L’employeur produit quant à lui :
— la fiche de présence de Mme Y pour les mois d’avril et mai 2017 indiquant pour chaque journée l’heure d’arrivée et de départ. Ces feuilles sont signées quotidiennement par la salariée,
— le bulletin de salaire d’avril 2017 faisant état de 4 heures supplémentaires rémunérées,
— une copie d’écran sollicitant une régularisation d’heures pour Mme Y le 31 mai 2017 :
'il y a un total de 30 heures à régulariser : 19,50 HS majorées qui correspondent au mois d’avril et 10,50 HS non majorées qui seront payées sur le BS de mai',
— le bulletin de salaire de la salariée du mois de mai 2017 faisant état de la régularisation d’heures supplémentaires : 19h50 non majorées et 19h50 majorées ainsi que de 40 heures non majorées pour le mois de mai et 8h50 majorées pour ce même mois.

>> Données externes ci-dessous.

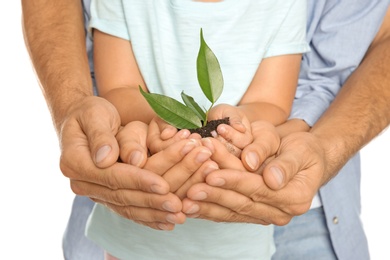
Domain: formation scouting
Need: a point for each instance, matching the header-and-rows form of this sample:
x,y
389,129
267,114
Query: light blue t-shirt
x,y
165,40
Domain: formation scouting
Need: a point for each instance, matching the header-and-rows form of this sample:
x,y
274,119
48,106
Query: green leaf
x,y
209,71
172,111
190,102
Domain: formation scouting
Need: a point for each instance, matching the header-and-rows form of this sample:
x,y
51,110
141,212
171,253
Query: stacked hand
x,y
186,176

Il résulte des pièces versées par les parties que l’employeur, qui justifie les horaires effectivement réalisés par la salariée quotidiennement au moyen d’un relevé établi mois par mois et signé par la salariée, a payé les heures supplémentaires réclamées par Mme Y et qui apparaissent sur le bulletin de salaire du mois de mai 2017, en ligne 'régularisation' pour les heures d’avril 2017 et en ligne 'heures supplémentaires' pour le mois de mai 2017.

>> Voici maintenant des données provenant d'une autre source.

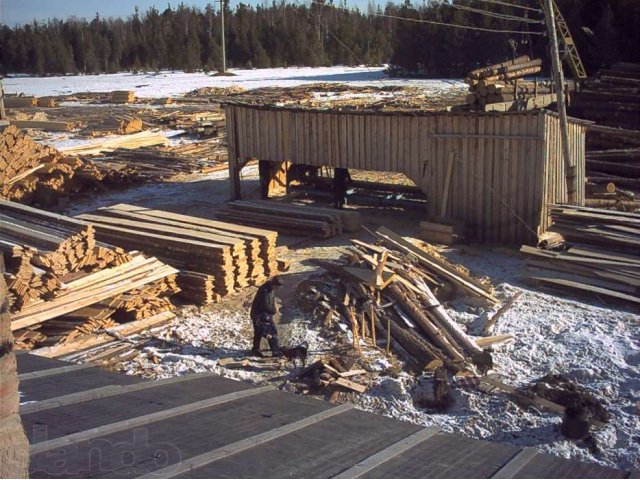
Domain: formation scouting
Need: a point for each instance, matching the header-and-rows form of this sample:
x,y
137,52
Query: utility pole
x,y
224,54
569,162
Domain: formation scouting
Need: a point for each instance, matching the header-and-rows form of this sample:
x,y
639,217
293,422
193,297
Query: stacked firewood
x,y
388,293
599,255
503,84
65,283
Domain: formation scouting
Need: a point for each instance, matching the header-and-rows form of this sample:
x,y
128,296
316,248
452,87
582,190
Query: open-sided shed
x,y
494,172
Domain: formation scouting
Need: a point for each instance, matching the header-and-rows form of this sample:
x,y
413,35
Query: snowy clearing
x,y
166,83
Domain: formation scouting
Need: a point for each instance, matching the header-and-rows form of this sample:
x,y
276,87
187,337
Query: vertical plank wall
x,y
505,168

Mme Y ayant été remplie de ses droits à ce titre, sera déboutée de sa demande de ce chef ; le jugement du conseil de prud’hommes de Bordeaux du 19 mars 2019 sera donc confirmé sur ce point.
Sur les demandes au titre d’intérêts au taux légal
Les créances salariales seront productives d’intérêts au taux légal à compter du jour de la présentation à l’employeur de la lettre le convoquant devant le bureau de conciliation et les créances indemnitaires seront productives d’intérêt à compter de la présente décision.

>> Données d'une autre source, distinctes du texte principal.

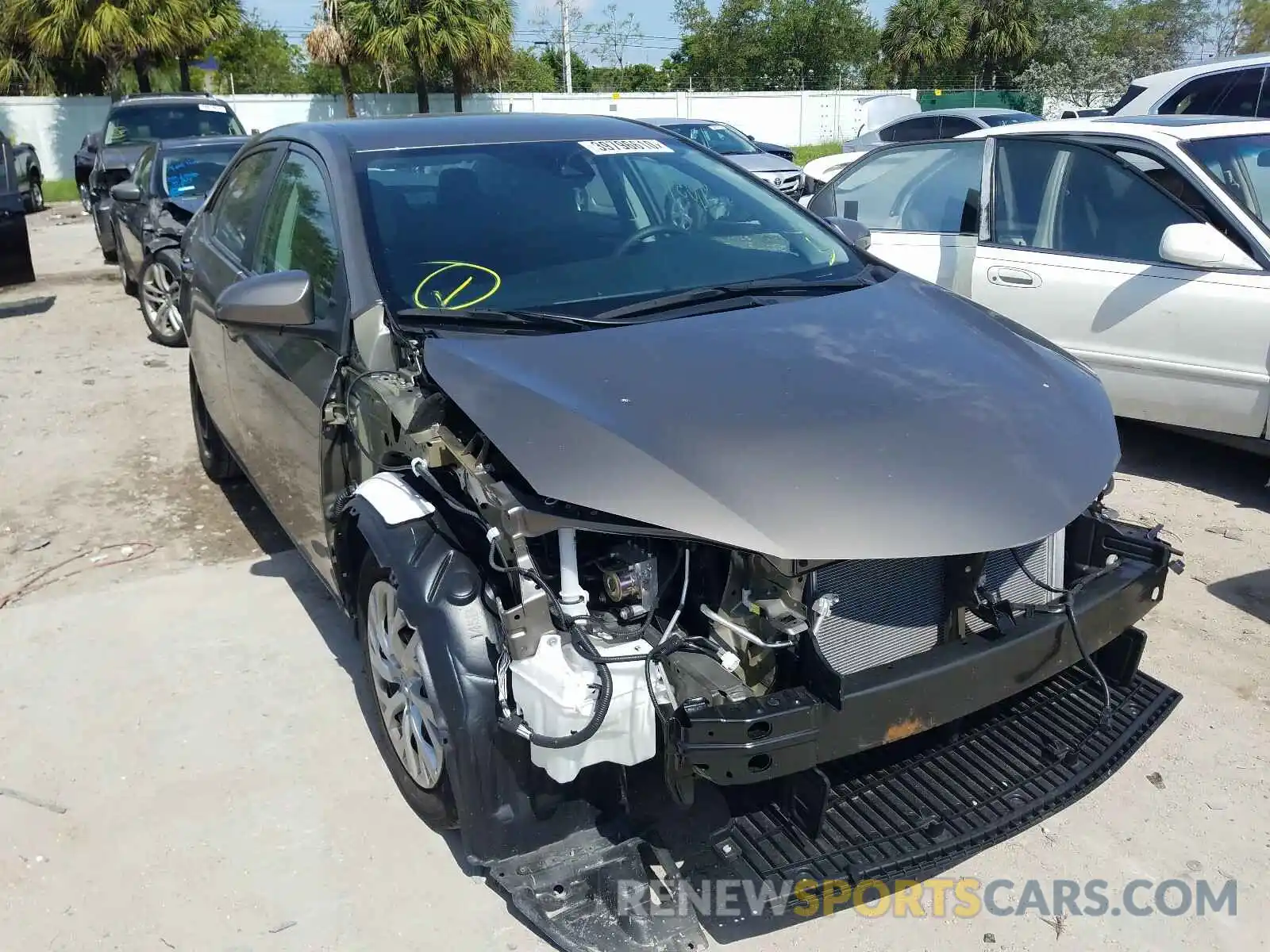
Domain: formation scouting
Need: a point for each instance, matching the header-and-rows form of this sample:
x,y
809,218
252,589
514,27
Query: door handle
x,y
1013,277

Sur l’article 700 du code de proécdure civile et les dépens
Succombant, la société intimée sera condamnée aux entiers dépens.
Il est équitable en l’espèce d’allouer à Mme Y la somme de 2 500 euros sur le fondement de l’article 700 du code de procédure civile.
PAR CES MOTIFS
La Cour,
Confirme le jugement du conseil de prud’hommes de Bordeaux du 19 mars 2019 en ce qu’il a :
— débouté Mme C Y de sa demande au titre des heures supplémentaires,
— condamné la SAS Elior services propreté et santé à payer à Mme Y les sommes de :
* 1 053,92 euros à titre de salaire pour mise à pied conservatoire injustifiée, outre 105,39 euros au titre des congés payés y afférents,
* 2 854,42 euros à titre d’indemnité compensatrice de préavis, outre 285,44 euros au titre des congés payés y afférents
* 2 140,82 euros à titre d’indemnité légale de licenciement.
L’infirme en ce qu’il a dit le licenciement de Mme Y fondé sur une cause réelle et sérieuse,
Statuant à nouveau de ce chef;
Dit le licenciement de Mme C Y dépourvu de cause réelle et sérieuse ;
Condamne la SAS Elior services propreté et santé à verser à Mme C Y la somme de 15 000 euros au titre d’une indemnité pour licenciement dépourvu de cause réelle et sérieuse ;
Ordonne le remboursement par la SAS Elior services propreté et santé à Pôle Emploi des indemnités chômage perçues par Mme C Y à compter du jour de son licenciement dans la limite de six mois ;
Rappelle que les créances de nature salariale produiront intérêts au taux légal à compter de la réception par l’employeur de la convocation devant le bureau de conciliation du conseil de prud’hommes ;
Rappelle que les créances indemnitaires seront productives d’intérêt à compter de la présente décision ;
Infirme le jugement en ce qu’il a débouté Mme Y de sa demande au titre des frais irrépétibles et statuant à nouveau de ce chef:
Condamne la SAS Elior services propreté et santé à payer à Mme C Y la somme de 2 500 euros sur au titre des frais irrépétibles engagés dans le cadre des procédures de première instance et d’appel
Condamne la SAS Elior services propreté et santé aux dépens de première instance et d’appel.
Signé par X Rouad-Folliard, présidente et par Evelyne Gombaud, greffière, à laquelle la minute de la décision a été remise par le magistrat signataire.